Comentario crítico de Marcelo Meriño · Psicología del testimonio · 2026
Síndrome de acomodación al abuso sexual infantil: recepción institucional y límites de su uso pericial
Marcelo Eduardo Meriño Aravena, Karla Valeria Baltazar Torres, Aurelio Israel Coronado Mares · ORCID 0000-0002-9186-1054
I+D Internacional – Revista Científica Académica
Referencia APA 7
Meriño Aravena, M. E., Baltazar Torres, K. V., y Coronado Mares, A. I. (2026). Síndrome de acomodación al abuso sexual infantil: recepción institucional y límites de su uso pericial. I+D Internacional – Revista Científica Académica, 5(2), 292–313. https://doi.org/10.63636/rciid.v5i2.89
¿Qué investigaron los autores?
Analiza la recepción asimétrica del SAASI (Summit, 1983) frente a su revisión epistemológica (Summit, 1992/1993) en 28 documentos oficiales de 15 jurisdicciones. Mide la razón de citación entre ambos textos y documenta los mecanismos institucionales por los que la cautela del propio autor no circula junto con el constructo.
Metodología
Análisis documental de citación sobre corpus intencional (n = 28) verificado a texto completo, con búsqueda léxica exhaustiva. Bibliometría mediante OpenAlex y Crossref (DOI de ambos artículos de Summit). Codificación de modalidad de uso (probatorio, normalizador, rehabilitador, descriptivo, hipotético-concurrente) y de circulación (cita directa, cascada, mención sin cita, uso sin fuente, cita sin uso operativo).
Resultados
Razón de citación Summit (1983) / Summit (1992/1993): 14,3:1 en OpenAlex y 16,9:1 en Crossref. En los 12 aparatos bibliográficos íntegramente verificados que incorporan el texto fundacional, ninguno cita la cautela. La omisión ya estaba en el parámetro AACAP de 1997 y se transmitió por traducción, transposición documental y consultoría. Se documentan cuatro rutas: transposición documental, mezcla bibliográfica, transmisión por consultoría y sedimentación sin fuente.
Aporte principal
Demuestra que el SAASI opera en el circuito institucional latinoamericano con una selección estable de autoridad: se conserva la fuente que hace el constructo utilizable y se pierde sistemáticamente la fuente que restringe lo que puede probar. Propone cuatro controles institucionales: auditoría de procedencia de citas, regla de citación apareada, historial de actualización y revisión periódica.
Limitaciones
Corpus intencional dependiente de accesibilidad web. Sin doble codificación independiente. Recuentos bibliométricos no son réplicas plenamente independientes. Ausencia textual no equivale a ausencia práctica. No se evalúa frecuencia de uso judicial.
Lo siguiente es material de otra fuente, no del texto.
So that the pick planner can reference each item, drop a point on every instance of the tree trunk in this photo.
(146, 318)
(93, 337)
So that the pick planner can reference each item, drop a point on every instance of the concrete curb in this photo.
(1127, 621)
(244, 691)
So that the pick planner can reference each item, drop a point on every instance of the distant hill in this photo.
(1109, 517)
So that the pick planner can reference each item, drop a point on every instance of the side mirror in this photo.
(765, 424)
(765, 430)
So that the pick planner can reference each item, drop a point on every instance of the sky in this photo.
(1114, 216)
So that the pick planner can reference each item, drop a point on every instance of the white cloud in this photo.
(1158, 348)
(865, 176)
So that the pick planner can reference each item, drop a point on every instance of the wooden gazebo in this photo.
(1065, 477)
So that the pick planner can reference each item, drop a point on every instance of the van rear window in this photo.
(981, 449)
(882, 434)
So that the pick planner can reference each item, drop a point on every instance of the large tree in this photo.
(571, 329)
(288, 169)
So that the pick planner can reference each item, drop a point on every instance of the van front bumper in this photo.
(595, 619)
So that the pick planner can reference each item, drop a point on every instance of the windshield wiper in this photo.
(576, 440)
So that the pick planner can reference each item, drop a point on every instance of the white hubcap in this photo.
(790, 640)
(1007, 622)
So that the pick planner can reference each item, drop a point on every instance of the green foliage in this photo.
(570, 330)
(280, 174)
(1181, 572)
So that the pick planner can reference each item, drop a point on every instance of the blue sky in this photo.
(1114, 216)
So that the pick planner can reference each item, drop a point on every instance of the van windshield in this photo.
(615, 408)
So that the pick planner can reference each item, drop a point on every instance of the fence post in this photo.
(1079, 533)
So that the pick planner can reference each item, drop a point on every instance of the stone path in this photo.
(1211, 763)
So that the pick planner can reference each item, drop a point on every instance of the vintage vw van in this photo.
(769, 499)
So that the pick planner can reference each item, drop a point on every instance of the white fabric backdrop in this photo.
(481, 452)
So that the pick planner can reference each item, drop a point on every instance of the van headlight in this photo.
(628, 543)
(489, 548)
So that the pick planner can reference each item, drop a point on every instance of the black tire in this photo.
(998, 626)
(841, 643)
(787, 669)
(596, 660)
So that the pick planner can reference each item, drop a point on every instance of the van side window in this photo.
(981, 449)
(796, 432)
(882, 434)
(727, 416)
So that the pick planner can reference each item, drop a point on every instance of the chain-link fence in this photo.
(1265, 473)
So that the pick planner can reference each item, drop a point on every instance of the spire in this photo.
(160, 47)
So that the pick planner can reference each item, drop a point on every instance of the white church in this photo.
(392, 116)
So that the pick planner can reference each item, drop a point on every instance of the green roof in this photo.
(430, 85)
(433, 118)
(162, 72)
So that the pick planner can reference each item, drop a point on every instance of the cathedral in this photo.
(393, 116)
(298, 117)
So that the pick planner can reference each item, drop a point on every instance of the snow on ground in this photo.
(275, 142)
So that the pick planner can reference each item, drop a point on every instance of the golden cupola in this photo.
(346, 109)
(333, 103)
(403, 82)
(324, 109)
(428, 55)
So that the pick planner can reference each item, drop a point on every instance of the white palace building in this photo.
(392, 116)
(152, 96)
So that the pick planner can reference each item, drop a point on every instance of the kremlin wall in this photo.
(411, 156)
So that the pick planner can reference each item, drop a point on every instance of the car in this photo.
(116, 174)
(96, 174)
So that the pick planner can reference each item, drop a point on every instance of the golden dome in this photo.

Relevancia para la práctica penal
Provee el fundamento documental para impugnar en juicio cualquier peritaje que invoque el SAASI como prueba de que el abuso ocurrió o de que el niño es veraz, citando la propia formulación de Summit (1992/1993): el constructo es una opinión clínica, no un instrumento científico, y no entrega guía alguna para distinguir denuncias válidas de falsas.
Uso y malinterpretación en juicio
En contrainterrogatorio, permite preguntar al perito si conoce el texto de Summit (1992/1993) y, si no lo cita, evidenciar ante el tribunal que la versión presentada es incompleta. La categoría de uso probatorio identificada en el estudio —convertir inconsistencia, silencio o retractación en indicio de veracidad— es el uso que el propio autor rechazó expresamente.
Opinión crítica de Marcelo Meriño
Soy primer firmante de este artículo porque responde a una de las distorsiones más persistentes que enfrento en litigación: la invocación del SAASI para probar que el abuso ocurrió o que el relato es creíble precisamente porque es inconsistente o tardío. Documentar que la propia firma de Summit autoriza el constructo y desautoriza ese uso —y que esa desautorización lleva más de tres décadas publicada con DOI estable sin que aparezca en ninguno de los 12 aparatos bibliográficos verificados— no es un argumento de defensa: es un problema de calidad de la prueba que afecta por igual a la acusación y a la defensa. El uso hipotético-concurrente que documentamos en la guía colombiana de 2010 —acomodación como una entre ocho explicaciones posibles, precedida por la posibilidad de que el abuso no haya ocurrido— es el único uso epistémicamente legítimo.